We had exchanged the fast pace of American life style for the liberty to wander and divulge in the comforts of food on our own time. We went from a place where money and time are equal in the truest way to a place where time is irreplaceable and outweighs money. In the extreme form, what good is money if you’re going to die tomorrow?
For a continent so plagued by its past, so haunted by the reality of death and economic depression, I think Europe’s figured out something that Americans so boldly pass up. And that is the present, living in the moment as cliché as that sounds. We’re always planning for the future, worrying about the past, checking our watches and trying to do 12 different things at once. Most likely all of that is motivated by money and quite frankly I think it’s prohibited us in seeing how lucky we are to be free and alive. We expect to be fast and successful. When other people lack those qualities in efficiency, we view them as slow and careless.

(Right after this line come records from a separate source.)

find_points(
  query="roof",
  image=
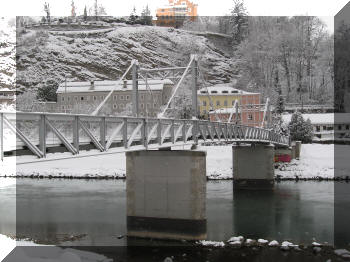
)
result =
(223, 89)
(108, 85)
(327, 118)
(6, 90)
(224, 111)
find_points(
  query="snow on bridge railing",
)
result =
(39, 132)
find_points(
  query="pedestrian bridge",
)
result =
(41, 133)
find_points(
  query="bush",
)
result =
(300, 130)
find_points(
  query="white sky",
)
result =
(325, 8)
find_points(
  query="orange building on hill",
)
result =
(174, 14)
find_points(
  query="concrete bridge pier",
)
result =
(166, 194)
(253, 166)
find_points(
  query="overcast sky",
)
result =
(325, 8)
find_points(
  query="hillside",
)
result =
(105, 54)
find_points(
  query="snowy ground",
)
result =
(317, 160)
(49, 254)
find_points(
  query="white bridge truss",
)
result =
(39, 133)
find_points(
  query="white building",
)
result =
(327, 126)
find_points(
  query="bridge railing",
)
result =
(42, 132)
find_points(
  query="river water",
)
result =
(93, 212)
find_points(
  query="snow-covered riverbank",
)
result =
(51, 254)
(317, 160)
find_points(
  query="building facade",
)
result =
(7, 96)
(86, 96)
(174, 14)
(327, 126)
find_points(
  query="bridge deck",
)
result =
(42, 132)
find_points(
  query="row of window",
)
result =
(94, 98)
(222, 92)
(142, 106)
(328, 128)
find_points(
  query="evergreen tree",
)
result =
(300, 130)
(239, 21)
(96, 10)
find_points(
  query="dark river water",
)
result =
(93, 212)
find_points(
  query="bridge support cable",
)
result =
(135, 89)
(97, 110)
(265, 112)
(161, 115)
(35, 150)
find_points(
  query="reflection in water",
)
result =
(300, 212)
(81, 212)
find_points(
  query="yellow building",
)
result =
(224, 96)
(174, 14)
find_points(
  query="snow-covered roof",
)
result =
(223, 89)
(224, 111)
(327, 118)
(108, 85)
(6, 90)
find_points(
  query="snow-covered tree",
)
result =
(85, 13)
(239, 21)
(300, 130)
(73, 13)
(47, 11)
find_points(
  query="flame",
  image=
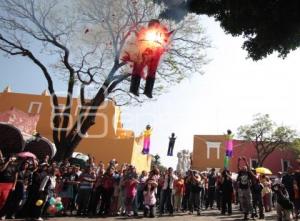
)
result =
(155, 36)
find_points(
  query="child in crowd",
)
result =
(150, 199)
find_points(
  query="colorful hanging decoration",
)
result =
(229, 148)
(147, 135)
(172, 140)
(149, 45)
(226, 162)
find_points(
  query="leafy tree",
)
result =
(266, 136)
(85, 40)
(268, 25)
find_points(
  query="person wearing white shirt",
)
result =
(166, 195)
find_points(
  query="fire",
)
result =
(154, 36)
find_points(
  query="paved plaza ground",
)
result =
(209, 215)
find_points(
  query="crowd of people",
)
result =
(27, 188)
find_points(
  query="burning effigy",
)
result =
(143, 50)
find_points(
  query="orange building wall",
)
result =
(115, 141)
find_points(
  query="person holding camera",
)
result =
(166, 194)
(244, 182)
(196, 188)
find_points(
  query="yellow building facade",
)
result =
(105, 140)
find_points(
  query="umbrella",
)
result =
(263, 170)
(26, 155)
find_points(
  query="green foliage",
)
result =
(268, 25)
(267, 137)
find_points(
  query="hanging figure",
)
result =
(146, 50)
(172, 140)
(229, 148)
(147, 135)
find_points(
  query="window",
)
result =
(285, 164)
(253, 163)
(35, 107)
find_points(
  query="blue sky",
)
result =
(229, 93)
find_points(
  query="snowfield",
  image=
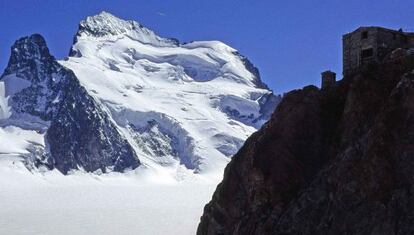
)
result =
(82, 203)
(170, 116)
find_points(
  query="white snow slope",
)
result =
(171, 101)
(185, 109)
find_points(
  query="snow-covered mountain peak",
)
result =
(105, 26)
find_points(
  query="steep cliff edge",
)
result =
(336, 161)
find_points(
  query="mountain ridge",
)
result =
(330, 161)
(163, 107)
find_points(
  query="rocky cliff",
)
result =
(45, 96)
(334, 161)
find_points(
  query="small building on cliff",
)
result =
(372, 44)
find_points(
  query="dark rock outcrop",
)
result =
(79, 133)
(336, 161)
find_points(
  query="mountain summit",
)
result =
(105, 25)
(126, 97)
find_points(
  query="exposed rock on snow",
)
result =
(332, 161)
(79, 133)
(133, 98)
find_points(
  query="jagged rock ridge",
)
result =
(336, 161)
(78, 132)
(124, 94)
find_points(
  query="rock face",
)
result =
(337, 161)
(78, 132)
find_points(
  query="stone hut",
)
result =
(372, 44)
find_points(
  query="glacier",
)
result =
(130, 132)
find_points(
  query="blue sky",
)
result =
(290, 42)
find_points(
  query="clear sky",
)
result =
(290, 42)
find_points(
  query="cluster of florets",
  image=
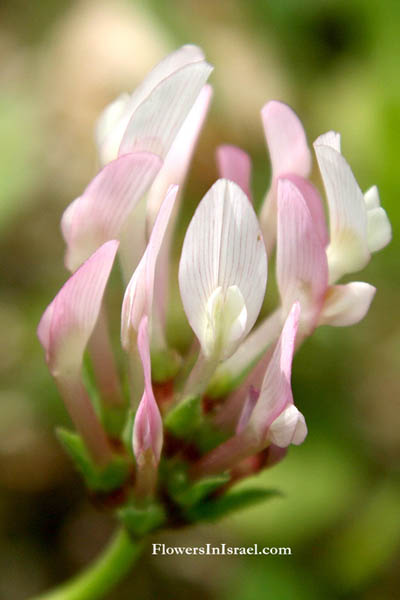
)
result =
(194, 424)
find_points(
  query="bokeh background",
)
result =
(337, 64)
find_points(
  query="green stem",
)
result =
(99, 578)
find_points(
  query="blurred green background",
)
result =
(337, 64)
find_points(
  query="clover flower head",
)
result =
(190, 420)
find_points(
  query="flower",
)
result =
(229, 399)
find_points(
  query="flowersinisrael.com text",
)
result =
(221, 549)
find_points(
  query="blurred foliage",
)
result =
(336, 62)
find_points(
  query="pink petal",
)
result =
(235, 164)
(275, 396)
(98, 215)
(138, 299)
(302, 270)
(148, 429)
(248, 406)
(289, 154)
(347, 304)
(314, 204)
(276, 392)
(68, 322)
(286, 139)
(348, 249)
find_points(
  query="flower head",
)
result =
(228, 401)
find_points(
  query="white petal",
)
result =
(331, 139)
(289, 428)
(177, 161)
(348, 250)
(301, 265)
(110, 127)
(347, 304)
(113, 122)
(223, 247)
(379, 229)
(138, 299)
(371, 197)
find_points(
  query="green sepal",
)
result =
(90, 384)
(182, 490)
(223, 382)
(165, 365)
(97, 479)
(201, 489)
(217, 508)
(114, 418)
(141, 520)
(183, 420)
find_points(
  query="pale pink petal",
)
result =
(223, 268)
(98, 215)
(177, 161)
(235, 164)
(289, 428)
(276, 392)
(155, 123)
(110, 127)
(138, 299)
(248, 406)
(174, 171)
(286, 139)
(314, 204)
(347, 304)
(148, 429)
(69, 320)
(275, 396)
(302, 270)
(114, 120)
(348, 249)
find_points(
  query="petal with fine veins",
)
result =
(68, 322)
(155, 123)
(302, 270)
(235, 164)
(276, 391)
(98, 215)
(289, 155)
(114, 120)
(348, 250)
(148, 429)
(286, 139)
(177, 161)
(347, 304)
(314, 204)
(138, 299)
(110, 127)
(223, 248)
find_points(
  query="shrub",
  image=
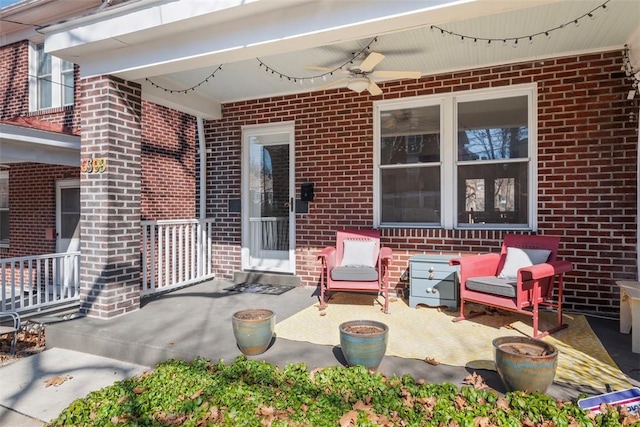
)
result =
(252, 393)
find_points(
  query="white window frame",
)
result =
(4, 175)
(449, 164)
(57, 89)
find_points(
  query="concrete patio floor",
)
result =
(196, 321)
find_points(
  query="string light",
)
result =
(187, 90)
(630, 73)
(530, 37)
(323, 76)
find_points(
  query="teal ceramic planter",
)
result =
(525, 364)
(364, 342)
(253, 330)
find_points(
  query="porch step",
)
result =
(271, 278)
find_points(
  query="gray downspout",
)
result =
(202, 202)
(202, 147)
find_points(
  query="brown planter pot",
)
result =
(524, 363)
(253, 330)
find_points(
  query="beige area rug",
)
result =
(428, 332)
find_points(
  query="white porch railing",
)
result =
(34, 283)
(175, 253)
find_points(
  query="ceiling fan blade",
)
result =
(332, 84)
(315, 68)
(374, 89)
(371, 61)
(397, 74)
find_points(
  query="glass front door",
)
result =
(267, 202)
(67, 215)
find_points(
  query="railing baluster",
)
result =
(175, 253)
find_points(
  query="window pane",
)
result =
(44, 61)
(66, 65)
(4, 225)
(70, 200)
(4, 192)
(493, 129)
(70, 225)
(67, 88)
(44, 93)
(493, 193)
(411, 195)
(410, 135)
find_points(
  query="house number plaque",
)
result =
(93, 165)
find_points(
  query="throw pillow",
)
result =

Our waitress at the steak house was no Hare in the race, but she did her job and left us be. It was mostly her timing that was off. Reacting to questions slowly and interjecting prematurely but she was operating in a whole different relevance to life than we were. Our business was strict and we were moving towards a goal of accomplishing matters at hand. She was meeting the requirements of her job and getting lost in the weather. What built was the tension, the expectation of something and not receiving the sufficient treatment at a restaurant. It was the concern that robbed me of the moment. The judgment that I could do a better job that distracted me from the sunshine and creative atmosphere.
Money in relevance to time consumed my thoughts. She had wasted my time and therefore I wasted her money as I harshly wrote less than %20 for her tip. Maybe I am bitter after all. As the world turns quickly I need to remember that the moment exceeds the money. Vacation won’t you take me back and shake me of this greed and stupidity?